Student group claim against UK universities: weighing the cost of the pandemic
Nikolai Viedge – 13 February 2023
By Monday the 6th of February, 83,290 students had joined the Student Group Claim (SGC), taking action against at least 18 UK universities. “Essentially, the claim is based on the premise that students were charged full fees for a sub-par service” says Ryan Dunleavy, commercial litigation partner at Harkus Parker (who, along with Asserson, represent SGC). In a nutshell, the SGC and its lawyers claim that as a result of disruptions caused by the pandemic and widespread strike action, students were repeatedly denied access to both in-person lectures and university facilities; the two terms SGC’s lawyers claims universities have breached. Students “select a university [based] on its tuition and facilities,” Dunleavy notes, something that a large number of students simply didn’t receive.
It is important to note, Dunleavy says, that SGC aren’t asking for full refunds. Instead, the case revolves around the difference between what students paid for and what they received. “If you booked a five-star hotel, and they’ve had to put you in a two-star hotel for some reason, you’d expect to be paid back the difference in price.” The only difference, says Dunleavy, is “how universities are treating students.” It is on the strength of these arguments that the SGC are seeking a group litigation order against University College London (UCL) among others. Initially meant to be heard on the 2nd of February, the High Court Commercial Court judge, Mr Justice Foxton, transferred the application into the general King’s Bench list, which is due to be heard from the 20th of February. UCL is contesting this claim.

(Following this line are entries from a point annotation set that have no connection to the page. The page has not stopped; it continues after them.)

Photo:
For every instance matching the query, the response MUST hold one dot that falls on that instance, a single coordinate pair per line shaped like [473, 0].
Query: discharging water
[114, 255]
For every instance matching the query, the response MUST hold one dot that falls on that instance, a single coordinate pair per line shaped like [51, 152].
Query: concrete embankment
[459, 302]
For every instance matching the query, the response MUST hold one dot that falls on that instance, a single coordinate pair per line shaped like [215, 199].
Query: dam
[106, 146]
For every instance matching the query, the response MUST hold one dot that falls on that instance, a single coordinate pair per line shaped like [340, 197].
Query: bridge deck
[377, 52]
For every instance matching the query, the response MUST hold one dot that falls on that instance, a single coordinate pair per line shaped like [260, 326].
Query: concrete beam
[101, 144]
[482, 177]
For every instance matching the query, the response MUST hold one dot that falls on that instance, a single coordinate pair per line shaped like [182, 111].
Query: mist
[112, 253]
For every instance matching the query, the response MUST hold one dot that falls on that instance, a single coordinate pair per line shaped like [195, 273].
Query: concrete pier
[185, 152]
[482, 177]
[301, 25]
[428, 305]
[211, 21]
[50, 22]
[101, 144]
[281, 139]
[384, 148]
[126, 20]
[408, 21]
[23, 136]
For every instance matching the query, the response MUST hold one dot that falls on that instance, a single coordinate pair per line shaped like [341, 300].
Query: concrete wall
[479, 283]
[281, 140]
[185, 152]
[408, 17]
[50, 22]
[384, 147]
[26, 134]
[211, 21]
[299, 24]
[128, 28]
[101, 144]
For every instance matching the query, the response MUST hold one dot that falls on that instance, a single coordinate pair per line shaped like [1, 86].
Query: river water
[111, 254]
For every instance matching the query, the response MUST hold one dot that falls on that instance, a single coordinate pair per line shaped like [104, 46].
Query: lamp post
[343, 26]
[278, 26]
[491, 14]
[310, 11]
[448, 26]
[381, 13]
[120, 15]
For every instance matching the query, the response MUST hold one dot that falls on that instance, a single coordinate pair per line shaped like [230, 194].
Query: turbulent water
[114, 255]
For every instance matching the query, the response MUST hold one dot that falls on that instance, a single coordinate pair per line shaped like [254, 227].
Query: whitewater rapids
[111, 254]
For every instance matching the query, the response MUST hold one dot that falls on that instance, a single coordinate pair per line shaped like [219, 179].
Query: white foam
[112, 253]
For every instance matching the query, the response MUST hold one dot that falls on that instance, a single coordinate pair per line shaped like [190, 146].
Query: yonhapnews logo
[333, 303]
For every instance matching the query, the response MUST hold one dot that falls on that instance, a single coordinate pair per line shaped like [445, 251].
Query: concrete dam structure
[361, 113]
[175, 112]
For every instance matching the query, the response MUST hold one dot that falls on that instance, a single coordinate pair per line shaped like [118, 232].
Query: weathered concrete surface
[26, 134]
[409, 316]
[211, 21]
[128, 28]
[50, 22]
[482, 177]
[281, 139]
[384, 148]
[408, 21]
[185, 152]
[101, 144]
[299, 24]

“We have a well-established complaints procedure,” a UCL spokesperson says, “which gives students the option of complaining to the Office of the Independent Adjudicator for Higher Education if they are not satisfied with our response.” The Office of the Independent Adjudicator for Higher Education is an independent body tasked with handling student complaints, with the power to recommend compensation where appropriate. For UCL, this procedure “represents the best, most efficient and swiftest way for our students to resolve any complaints.” According to UCL’s spokesperson: “In proposing this, we are not suggesting that students should not be able to seek access to the courts, but given that they have not yet used appropriate and available ways to resolve their complaints through our established processes, the group litigation order is unnecessary and premature.”
Yet, as Dunleavy highlights, there are doubts about university’s capacities to process such a large number of complaints. Dunleavy points out that the ombudsman “typically only does a few thousand” of these complaints a year. “It’s not as effective as the courts,” he adds.
Of course, it’s important to note that university closures were entirely beyond the control of the universities themselves, as the UCL spokesperson notes: “During the Covid-19 pandemic, UCL prioritised the health and safety of our whole community, and followed UK Government guidance.” Furthermore, “our lecturers and support staff worked tirelessly to make our campus and all UCL premises as safe as possible and ensured that a high-quality academic experience was provided to students. We are also committed to minimising the impact of industrial action, to ensure students are not academically disadvantaged and are able to complete their studies and graduate on time.”
However, Dunleavy argues that “private schools discounted their fees,” as did many other service providers. According to legal commentator Joshua Rozenberg, it is a case that could have widespread implications: “If a judgment is given or an order made in relation to one or more of the specified group litigation issues, it is normally binding on all other claimants whose names are on the group register at that time.”